I had to laugh.  It was inevitable she'd hear about it, even stationed on a cruiser far from the little colony I called home.  But her observation was more or less on, as well.  An announcement didn't mean it would actually happen.  Though, if it did, I would make sure the General got an invitation.

"Thanks.  I'll let you know with enough time to make it."

As usual, our conversations started out with the normal 'catching up' conversation that would get people tuned out from the generically small talk of two women at lunch.  There was always some risk, of course, that someone might be listening in, but we weren't talking about anything that would be correlated to anything either of us were openly working on.  Imperfect.  But adequate for the current situation.  If we needed real security, we had it available.

"I talked to Taggart, you know," she dropped, shifting the conversation to business.  I had known, of course.  The fact of the conversation, at least, if not the content.

"I had, yes.  Anything good?"

"Could say so.  Was only the second time I've met him and we had a long heart to heart about what you're doing out here.  Filled me in on some of the details you'd been leaving out," she raised a hand to stop me from interrupting.  "Always knew there were things you weren't telling me.  Usually knew why.  I'm a field commander, not an Intelligence officer.  We live in different worlds.  I don't even want to know some of the details.  But we're both on the same page now, he and I."

We'd always had that understanding.  She'd known for a long time what my role was.  At least on the surface.  But I had kept her out of the loop on much of what I did.  I had to.  If she knew what I was doing, she'd be responsible for that knowledge.  It would have torn her between loyalties as an officer in the Alliance Military, and her personal ethics of doing what she felt was right.

"You and I have had an unusual relationship, Sea.  Even before I knew your background.  Always knew you were trying to maneuver this to a place where you could count on me without having to violate my ethics.  A fact I appreciate.  Probably more than I appreciate you saving my ass back over Hales.  Thing is, we both know what's coming.  Not a matter of if, but when."

She paused, taking a sip of her tea, then setting it to the side of the table so the waiter could deliver our lunch.

"The soldier in me, well, you know how I approach that.  Just wanted you to know, if you didn't already, that I'm with Taggart on this.  We'll have your back when it happens."

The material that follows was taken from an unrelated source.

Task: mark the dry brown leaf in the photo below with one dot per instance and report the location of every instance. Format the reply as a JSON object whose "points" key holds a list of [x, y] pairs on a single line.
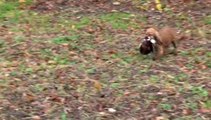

I had to appreciate her candor, and for forgiving me for leaving out as much as I had.  The fact was I needed Cory.  The 'Verse needed Cory, and people like her.  People willing and able to look long term and do what was needed when the time came.  People in positions to make a difference.

"Thank you, Corrine.  I appreciate that."

Taggart had given me free rein to do what I needed to do.  Technically, I was a Rogue Asset, but he'd buried my projects so deeply even the Alliance accountants wouldn't be able to find what I was doing.  While it helped that my project was largely self sustaining, I still had Alliance assets under my command and was, myself, still considered an asset.

It was just that I was looking at loyalties greater than the Alliance itself, on time scales probably greater than my own lifetime.